Abstract

The objective of this paper is to examine the impact of institutional reforms in Nigeria on energy pricing policies, energy supply, and fossil fuel subsidy initiatives, comparing them with global practices. This assessment scrutinizes Nigeria’s commitment to its predetermined goals by evaluating how these policies influence socioeconomic welfare, consumer productivity, and empowerment. Furthermore, the study reviews the primary challenges facing Nigeria’s energy sector, examining their macroeconomic dimensions and the impact of governmental institutional reforms. By utilizing variance decomposition (VDC) within the vector error correction model (VECM), the paper tests the influence of energy pricing and various reforms on key macroeconomic variables.
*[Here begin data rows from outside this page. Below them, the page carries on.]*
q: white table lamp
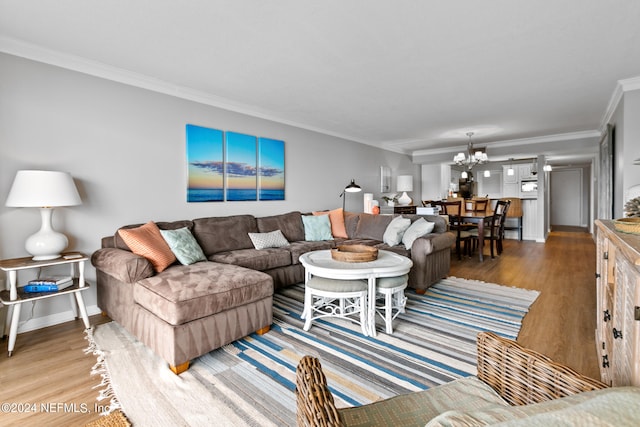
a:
[5,170,82,261]
[397,175,413,206]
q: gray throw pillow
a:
[249,230,289,249]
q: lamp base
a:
[398,191,413,206]
[24,208,69,261]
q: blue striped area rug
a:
[218,277,539,407]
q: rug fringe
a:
[84,326,122,416]
[273,319,291,329]
[222,344,242,356]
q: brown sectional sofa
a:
[92,212,455,373]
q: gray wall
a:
[609,90,640,218]
[0,54,421,330]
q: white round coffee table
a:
[300,249,413,336]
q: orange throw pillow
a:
[313,208,349,239]
[118,221,176,273]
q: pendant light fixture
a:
[453,132,489,178]
[507,158,516,176]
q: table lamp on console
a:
[397,175,413,206]
[5,170,82,261]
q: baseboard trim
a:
[18,305,101,334]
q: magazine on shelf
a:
[23,276,73,292]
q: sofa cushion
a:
[382,216,411,246]
[193,215,258,258]
[209,248,291,271]
[374,243,411,258]
[302,215,333,242]
[118,221,176,272]
[426,387,640,427]
[285,240,335,264]
[355,213,393,242]
[256,211,304,242]
[91,248,155,283]
[402,214,449,233]
[133,262,273,326]
[338,377,508,426]
[402,218,435,249]
[160,227,207,265]
[313,208,348,239]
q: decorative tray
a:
[331,245,378,262]
[613,217,640,234]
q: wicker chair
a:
[296,332,607,427]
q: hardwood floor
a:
[0,231,600,426]
[451,231,600,378]
[0,315,110,426]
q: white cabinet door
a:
[502,183,520,197]
[502,166,518,184]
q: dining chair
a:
[471,197,489,212]
[469,200,511,258]
[432,200,471,259]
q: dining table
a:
[460,211,494,262]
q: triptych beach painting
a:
[186,124,284,202]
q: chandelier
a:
[453,132,489,178]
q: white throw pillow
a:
[402,218,436,249]
[382,216,411,246]
[249,230,289,249]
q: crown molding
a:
[600,76,640,134]
[412,130,601,160]
[0,36,390,150]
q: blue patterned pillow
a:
[302,215,333,242]
[160,227,207,265]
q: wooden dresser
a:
[595,220,640,386]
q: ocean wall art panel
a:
[225,132,258,201]
[258,138,284,200]
[187,125,224,202]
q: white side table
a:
[0,252,91,357]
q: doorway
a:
[550,168,587,227]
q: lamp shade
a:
[5,170,82,208]
[344,179,362,193]
[397,175,413,191]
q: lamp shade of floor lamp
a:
[396,175,413,206]
[340,179,362,211]
[5,170,82,261]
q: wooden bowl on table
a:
[331,245,378,262]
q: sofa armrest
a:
[478,332,607,405]
[91,248,155,283]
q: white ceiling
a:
[0,0,640,166]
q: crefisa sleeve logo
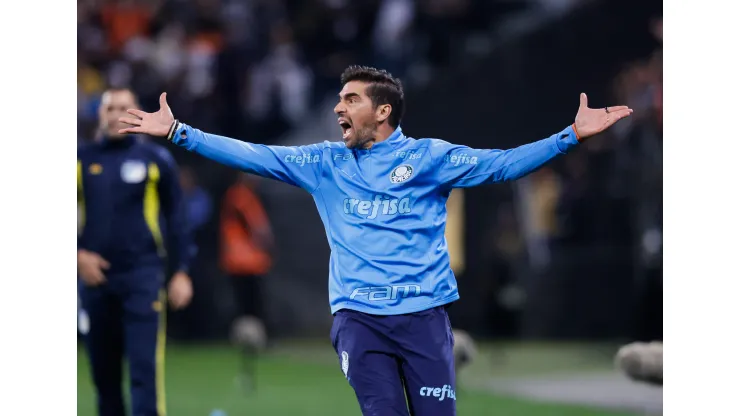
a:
[391,165,414,183]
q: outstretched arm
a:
[121,93,323,192]
[431,94,632,188]
[431,127,578,188]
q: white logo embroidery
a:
[342,351,349,380]
[121,160,146,183]
[391,165,414,183]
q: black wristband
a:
[167,120,180,141]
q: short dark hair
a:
[341,65,404,128]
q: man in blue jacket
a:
[77,89,192,416]
[121,66,632,416]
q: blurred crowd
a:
[481,18,663,341]
[77,0,538,142]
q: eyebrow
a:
[337,92,360,100]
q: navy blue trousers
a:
[80,267,167,416]
[331,306,456,416]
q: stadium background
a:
[77,0,662,415]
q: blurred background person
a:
[77,88,192,415]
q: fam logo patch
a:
[121,160,146,183]
[391,165,414,183]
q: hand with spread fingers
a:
[573,93,632,141]
[119,92,175,137]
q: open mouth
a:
[338,118,352,140]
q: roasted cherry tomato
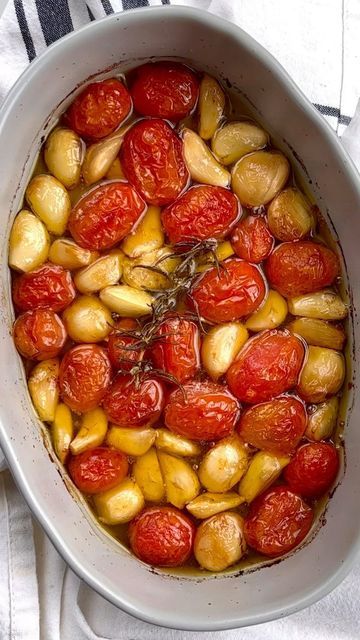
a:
[120,120,189,206]
[69,182,145,250]
[130,62,199,122]
[164,381,240,440]
[285,442,339,498]
[265,240,340,297]
[59,344,111,413]
[245,485,313,557]
[151,316,200,383]
[65,78,131,140]
[129,507,196,567]
[231,216,275,264]
[161,185,241,244]
[191,258,266,323]
[103,375,164,427]
[13,309,66,360]
[226,329,304,404]
[239,396,307,453]
[13,263,75,311]
[68,447,129,494]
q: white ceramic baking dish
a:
[0,7,360,630]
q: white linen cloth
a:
[0,0,360,640]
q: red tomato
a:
[13,263,75,311]
[130,62,199,121]
[151,316,200,383]
[129,507,196,567]
[284,442,339,498]
[239,396,307,453]
[226,329,304,404]
[65,78,131,140]
[265,240,340,297]
[191,258,266,323]
[69,182,145,250]
[245,485,313,557]
[231,216,275,263]
[68,447,129,494]
[164,381,240,440]
[103,375,164,427]
[161,185,241,244]
[59,344,111,413]
[13,309,66,360]
[120,120,189,206]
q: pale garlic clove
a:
[44,127,84,189]
[9,209,50,272]
[211,120,269,165]
[201,322,249,380]
[199,73,225,140]
[25,174,71,236]
[94,478,145,525]
[231,151,290,207]
[183,129,230,187]
[28,358,59,422]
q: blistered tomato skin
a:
[284,442,339,498]
[226,329,305,404]
[164,381,240,441]
[161,185,241,244]
[13,309,66,360]
[129,507,196,567]
[12,263,75,312]
[65,78,131,140]
[59,344,111,413]
[103,374,164,427]
[191,258,266,323]
[130,62,199,122]
[265,240,340,297]
[151,316,200,383]
[68,447,129,494]
[120,120,189,206]
[68,181,145,250]
[238,396,307,454]
[231,216,275,264]
[245,485,313,558]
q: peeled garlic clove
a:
[100,284,154,318]
[62,296,113,342]
[245,289,288,331]
[9,209,50,272]
[194,511,246,571]
[211,121,269,164]
[199,73,225,140]
[201,322,249,380]
[28,358,59,422]
[44,127,83,189]
[186,491,244,520]
[94,478,145,525]
[305,397,339,442]
[183,129,230,187]
[106,426,156,456]
[74,251,123,293]
[155,429,201,458]
[25,174,71,236]
[158,451,200,509]
[199,434,248,493]
[288,289,348,320]
[51,403,74,464]
[231,151,290,207]
[239,451,290,503]
[132,447,165,502]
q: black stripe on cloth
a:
[14,0,36,62]
[35,0,74,45]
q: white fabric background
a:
[0,0,360,640]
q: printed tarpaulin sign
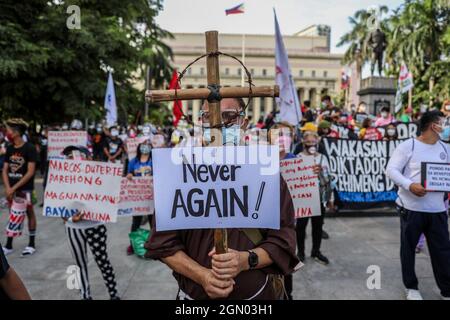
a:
[117,177,155,216]
[47,131,87,159]
[323,138,402,209]
[280,155,321,218]
[152,146,280,231]
[127,136,150,160]
[421,162,450,192]
[44,160,123,222]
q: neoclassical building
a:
[166,25,342,121]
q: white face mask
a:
[387,129,397,137]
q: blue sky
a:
[156,0,404,53]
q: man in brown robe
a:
[145,99,299,300]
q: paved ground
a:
[0,180,440,300]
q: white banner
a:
[153,146,280,231]
[280,156,321,218]
[117,177,155,216]
[398,63,414,93]
[44,159,123,222]
[126,136,150,160]
[47,131,87,159]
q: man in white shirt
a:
[386,111,450,300]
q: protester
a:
[92,125,108,161]
[317,120,339,138]
[0,131,6,170]
[375,106,395,127]
[63,146,120,300]
[359,118,383,140]
[301,100,316,125]
[383,123,398,141]
[2,119,37,256]
[386,111,450,300]
[145,99,298,300]
[296,131,331,265]
[103,126,124,162]
[127,140,153,255]
[269,122,296,300]
[400,107,413,123]
[0,246,31,301]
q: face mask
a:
[222,124,241,146]
[387,129,397,137]
[305,146,317,154]
[6,133,14,142]
[278,136,292,152]
[439,125,450,142]
[142,127,151,136]
[203,124,241,146]
[139,144,152,154]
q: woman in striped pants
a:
[63,146,120,300]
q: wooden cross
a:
[145,31,279,253]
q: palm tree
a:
[387,0,450,100]
[337,6,389,74]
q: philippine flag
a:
[225,3,244,15]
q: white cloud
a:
[157,0,403,52]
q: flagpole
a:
[241,33,245,87]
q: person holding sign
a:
[3,119,37,256]
[145,98,299,300]
[103,126,123,162]
[127,140,153,255]
[386,111,450,300]
[63,146,120,300]
[296,131,331,265]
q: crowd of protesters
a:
[0,96,450,299]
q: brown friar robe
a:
[145,177,299,300]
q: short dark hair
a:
[234,98,246,111]
[322,95,331,101]
[419,110,445,132]
[6,118,28,136]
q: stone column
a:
[253,97,261,123]
[192,99,201,123]
[264,98,273,116]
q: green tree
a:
[387,0,450,104]
[337,6,389,74]
[0,0,172,123]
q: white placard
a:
[280,155,321,218]
[421,162,450,192]
[126,136,150,160]
[153,146,280,231]
[43,159,123,222]
[117,177,155,216]
[47,131,87,159]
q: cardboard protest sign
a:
[280,155,321,218]
[152,134,165,148]
[421,162,450,192]
[47,131,87,159]
[44,159,123,222]
[323,138,402,209]
[153,146,280,231]
[126,136,150,160]
[117,177,155,216]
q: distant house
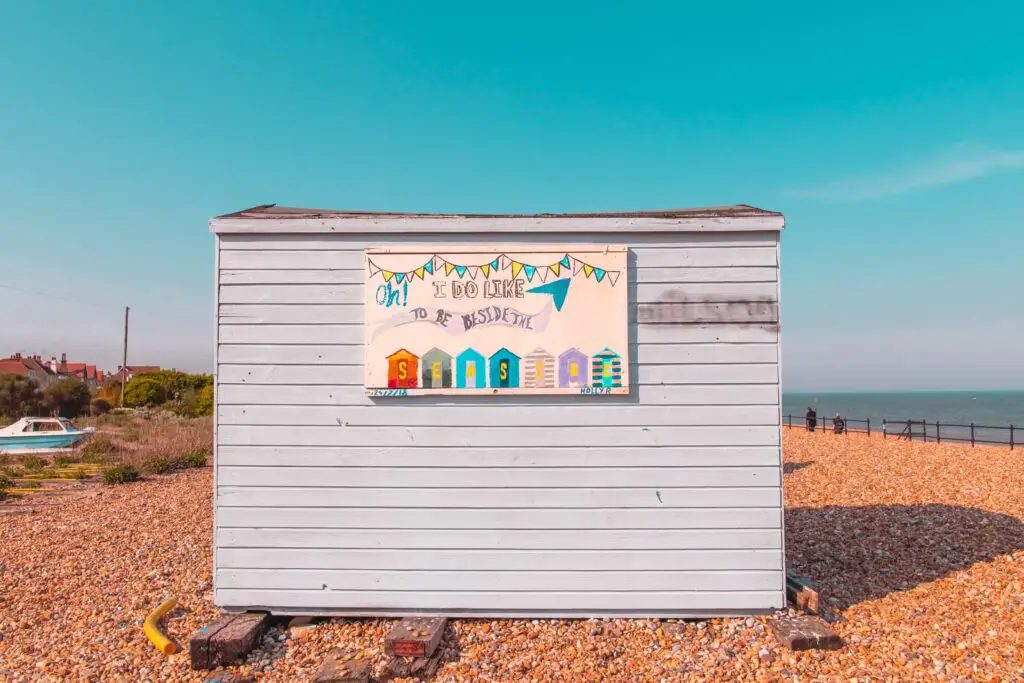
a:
[387,348,420,389]
[522,348,555,389]
[0,353,57,389]
[591,346,623,387]
[421,347,452,389]
[455,348,487,389]
[488,347,519,389]
[558,347,589,387]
This analysis is complemented by Granger causality tests to explore long-term cause-and-effect relationships among the variables. Additionally, the assessment employs inverse roots of AR to estimate the marginal social cost of reduced energy subsidies. The investigation also extends to using impulse response function techniques to explore the economic and environmental implications of energy subsidies and carbon emissions in Nigeria. The study highlights limitations such as technological constraints and inadequate regulatory or market-based policies, which diminish policy effectiveness. Consequently, the study recommends the development of more robust energy conservation policies, emphasizing the need for well-coordinated frameworks addressing climate change. It also calls for diversification in energy mixes.”